Подождали. Не включая люстру, перебрались в кресла. За окнами слабыми кроваво-красными огнями обозначил себя когда-то непрерывно работавший город. Иван Григорьевич помнил, как металлургический завод выдавал вечернюю плавку. Тогда все небо преображалось. Оранжевый свет раскаленного металла был виден далеко в степи, за Днепром, за плавнями. Город жил, вливая в сердца неиссякаемую бодрость. Люди верили в лучшее, которое обязательно будет, меньше болели, и в каждой семье были дети.
Вскоре после выстрела к дому подъехала машина. Анастасия Карповна узнала:
– Миша!
Иван Григорьевич словно очнулся. Пока ждали, – кто-то же должен появиться! – он опять был во власти воспоминаний. Из головы не выходил Эдвард. «С каких пор он, капеллан-католик, проповедник евангелической церкви? Возможно ли такое?» Видимо, применительно к России – возможно. Американцы, поселившиеся в Прикордонном, называют русских «странными навеселе». Но не менее странно ведут себя и американцы: пьют мало, а если и пьют, – чтобы тоже быть навеселе, – стараются забраться в укромное место, обычно в загородный ресторанчик под названием «Корчма», и там под опекой церберистых телохранителей утоляют алкогольную жажду.
Но все же, что они делают, делают осмысленно, трезво, хотя на первый взгляд в их действиях очень мало логики. Скажи прикордонцу, что по областному телевидению выступает капеллан американской армии и к тому же проповедник не своей церкви, трезвый прикордонец не поверит: нет логики. У вчерашнего работника ВПК укоренилось мнение, что все американцы от президента до последней проститутки мыслят логически. Несомненно, логически мыслил и капеллан Смит. На Украине он появился неслучайно. Случайностью могло быть то, что он появился именно в этом областном центре, на родине отца и его предков, случайностью было и то, что отец его увидел на экране телевизора в мантии проповедника…
Миша открыл дверь своим ключом, зажег свет в прихожей, увидел на вешалке пальто своей тетки с норковым воротником и знакомую куртку «аляску», громко позвал:
– Дома кто есть? – В голосе – наигранная бодрость.

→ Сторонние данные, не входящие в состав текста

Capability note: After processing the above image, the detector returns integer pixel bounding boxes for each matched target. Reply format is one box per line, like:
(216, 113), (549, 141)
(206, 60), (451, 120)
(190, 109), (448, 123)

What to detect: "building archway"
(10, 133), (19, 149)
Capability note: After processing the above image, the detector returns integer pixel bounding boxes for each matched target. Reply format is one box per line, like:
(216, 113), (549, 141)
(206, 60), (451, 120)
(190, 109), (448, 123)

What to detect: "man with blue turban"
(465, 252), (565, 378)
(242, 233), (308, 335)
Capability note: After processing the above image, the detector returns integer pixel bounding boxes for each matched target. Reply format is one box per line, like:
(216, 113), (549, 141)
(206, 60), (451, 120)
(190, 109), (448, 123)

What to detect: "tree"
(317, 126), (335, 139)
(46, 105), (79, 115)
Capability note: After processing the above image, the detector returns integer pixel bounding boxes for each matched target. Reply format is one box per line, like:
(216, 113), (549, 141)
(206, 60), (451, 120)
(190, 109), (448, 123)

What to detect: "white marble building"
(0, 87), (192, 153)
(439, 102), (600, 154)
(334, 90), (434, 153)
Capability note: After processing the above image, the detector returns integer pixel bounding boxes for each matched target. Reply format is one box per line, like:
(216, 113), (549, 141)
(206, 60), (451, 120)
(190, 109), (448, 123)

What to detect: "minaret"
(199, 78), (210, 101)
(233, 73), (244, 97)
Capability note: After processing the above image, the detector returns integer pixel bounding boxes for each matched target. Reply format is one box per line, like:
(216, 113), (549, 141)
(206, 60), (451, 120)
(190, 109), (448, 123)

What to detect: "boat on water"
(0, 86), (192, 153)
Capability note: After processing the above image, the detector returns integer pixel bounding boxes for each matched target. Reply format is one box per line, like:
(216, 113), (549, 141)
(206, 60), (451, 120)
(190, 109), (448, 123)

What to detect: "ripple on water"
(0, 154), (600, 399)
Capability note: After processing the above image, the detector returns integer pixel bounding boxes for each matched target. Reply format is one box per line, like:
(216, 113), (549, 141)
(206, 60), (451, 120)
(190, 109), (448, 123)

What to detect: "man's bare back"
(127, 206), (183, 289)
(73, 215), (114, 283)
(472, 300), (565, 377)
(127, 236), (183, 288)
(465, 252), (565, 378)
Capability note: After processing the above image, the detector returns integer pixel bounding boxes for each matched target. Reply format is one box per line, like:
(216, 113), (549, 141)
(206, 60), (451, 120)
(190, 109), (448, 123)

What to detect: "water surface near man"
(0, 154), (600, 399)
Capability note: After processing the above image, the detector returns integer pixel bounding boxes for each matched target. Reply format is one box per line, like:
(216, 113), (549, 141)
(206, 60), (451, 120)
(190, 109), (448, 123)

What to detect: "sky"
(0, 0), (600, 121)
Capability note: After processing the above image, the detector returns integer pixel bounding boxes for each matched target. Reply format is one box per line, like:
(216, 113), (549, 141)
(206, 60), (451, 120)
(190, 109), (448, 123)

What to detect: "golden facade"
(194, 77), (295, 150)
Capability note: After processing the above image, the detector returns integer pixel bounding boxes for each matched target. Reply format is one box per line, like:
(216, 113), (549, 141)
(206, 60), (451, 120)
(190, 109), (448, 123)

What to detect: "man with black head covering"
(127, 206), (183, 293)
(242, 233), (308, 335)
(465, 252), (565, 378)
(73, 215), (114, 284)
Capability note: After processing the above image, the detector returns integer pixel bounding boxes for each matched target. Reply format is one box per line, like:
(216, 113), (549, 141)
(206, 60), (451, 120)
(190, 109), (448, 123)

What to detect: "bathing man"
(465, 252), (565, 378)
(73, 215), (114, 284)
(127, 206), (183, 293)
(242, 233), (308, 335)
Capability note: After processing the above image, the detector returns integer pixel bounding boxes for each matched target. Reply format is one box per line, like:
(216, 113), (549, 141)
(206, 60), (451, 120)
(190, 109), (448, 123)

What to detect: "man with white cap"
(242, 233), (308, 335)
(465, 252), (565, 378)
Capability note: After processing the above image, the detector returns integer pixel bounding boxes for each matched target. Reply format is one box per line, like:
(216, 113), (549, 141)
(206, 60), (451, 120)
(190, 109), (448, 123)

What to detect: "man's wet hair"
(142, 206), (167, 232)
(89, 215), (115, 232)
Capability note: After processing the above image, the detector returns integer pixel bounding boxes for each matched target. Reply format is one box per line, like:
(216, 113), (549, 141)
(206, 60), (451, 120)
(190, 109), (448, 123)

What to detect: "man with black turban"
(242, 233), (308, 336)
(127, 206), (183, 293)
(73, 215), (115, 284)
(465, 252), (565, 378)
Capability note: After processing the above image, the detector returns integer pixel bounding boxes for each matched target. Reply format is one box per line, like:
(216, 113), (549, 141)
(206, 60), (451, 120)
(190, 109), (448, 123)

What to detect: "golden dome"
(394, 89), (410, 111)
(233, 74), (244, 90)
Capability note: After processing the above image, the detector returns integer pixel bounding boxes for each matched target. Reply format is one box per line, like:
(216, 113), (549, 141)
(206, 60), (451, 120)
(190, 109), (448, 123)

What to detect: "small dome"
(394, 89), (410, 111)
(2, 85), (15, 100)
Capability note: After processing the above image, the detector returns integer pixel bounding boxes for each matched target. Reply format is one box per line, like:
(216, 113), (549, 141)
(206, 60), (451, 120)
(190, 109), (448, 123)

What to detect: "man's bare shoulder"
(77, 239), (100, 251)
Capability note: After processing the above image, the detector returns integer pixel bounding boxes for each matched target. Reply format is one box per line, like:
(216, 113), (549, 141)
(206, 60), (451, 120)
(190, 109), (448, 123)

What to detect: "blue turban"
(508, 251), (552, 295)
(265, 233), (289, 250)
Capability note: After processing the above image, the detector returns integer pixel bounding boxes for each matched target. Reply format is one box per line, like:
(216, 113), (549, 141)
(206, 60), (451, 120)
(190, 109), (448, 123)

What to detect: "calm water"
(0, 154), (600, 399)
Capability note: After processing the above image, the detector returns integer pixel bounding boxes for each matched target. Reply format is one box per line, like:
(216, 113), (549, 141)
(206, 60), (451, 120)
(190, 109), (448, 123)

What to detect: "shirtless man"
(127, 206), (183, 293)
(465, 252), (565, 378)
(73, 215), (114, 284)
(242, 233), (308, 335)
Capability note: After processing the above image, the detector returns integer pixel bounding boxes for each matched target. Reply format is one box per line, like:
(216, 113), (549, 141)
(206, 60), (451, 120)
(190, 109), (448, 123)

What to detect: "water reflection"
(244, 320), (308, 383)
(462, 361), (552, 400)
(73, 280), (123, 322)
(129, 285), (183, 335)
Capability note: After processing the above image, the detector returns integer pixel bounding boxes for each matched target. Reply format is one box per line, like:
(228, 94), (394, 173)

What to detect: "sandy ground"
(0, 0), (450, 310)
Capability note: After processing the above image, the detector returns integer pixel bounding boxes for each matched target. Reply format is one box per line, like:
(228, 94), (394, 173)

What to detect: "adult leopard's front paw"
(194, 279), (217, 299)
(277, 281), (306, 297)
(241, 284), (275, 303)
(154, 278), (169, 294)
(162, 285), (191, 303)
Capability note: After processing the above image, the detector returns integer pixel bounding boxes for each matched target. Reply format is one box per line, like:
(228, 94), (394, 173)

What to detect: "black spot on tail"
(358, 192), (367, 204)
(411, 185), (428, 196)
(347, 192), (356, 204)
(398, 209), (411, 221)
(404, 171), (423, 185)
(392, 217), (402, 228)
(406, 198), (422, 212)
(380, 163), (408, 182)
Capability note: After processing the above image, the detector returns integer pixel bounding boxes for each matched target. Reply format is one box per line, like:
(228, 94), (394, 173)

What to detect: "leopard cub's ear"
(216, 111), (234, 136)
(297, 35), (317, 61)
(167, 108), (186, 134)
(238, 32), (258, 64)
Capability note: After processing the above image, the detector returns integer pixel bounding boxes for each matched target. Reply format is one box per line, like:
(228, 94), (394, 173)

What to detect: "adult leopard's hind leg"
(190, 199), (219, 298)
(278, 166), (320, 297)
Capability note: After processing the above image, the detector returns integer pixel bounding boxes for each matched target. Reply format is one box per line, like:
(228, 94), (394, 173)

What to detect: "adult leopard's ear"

– Все дома, – отозвалась Анастасия Карповна.
– А почему в потемках?
– Стреляют, Мишенька.
Племянник опять с наигранной бодростью:
– Так уж и стреляют. Один только раз.
Миша снял свою пятнистую куртку, влажной от снега рукой пригладил черные густые волосы. Включил в зале свет. В руке он держал слепленный из цементного раствора камень.
– Взгляните, Иван Григорьевич, что это?
Камень показался мягким, как пластилин, и вовсе не из цементного раствора.
– Какой-то прибор, замаскированный под камень.
– Точно! «Жучок». Прилепили его на ваше оконное стекло. Кто-то пожелал прослушивать ваши разговоры.
– А кто? Зачем? – Анастасия Карповна была возбуждена. В ее голосе все еще чувствовался испуг.
– Этот «кто» лежит у вас под окном. А вот зачем – он уже не ответит. Мы, как ты, тетя, знаешь, на всякий случай выставили охрану. – И к Ивану Григорьевичу: – Прежде всего, извините за бестактность, следует сначала поинтересоваться, как ваше здоровье?
– Слава богу.
– Тогда я вас попрошу одеться и посмотреть: а вдруг вы этого установщика опознаете? Но предупреждаю заранее, всем говорите: сегодня ночью здесь не было никаких выстрелов и, тем более, трупов.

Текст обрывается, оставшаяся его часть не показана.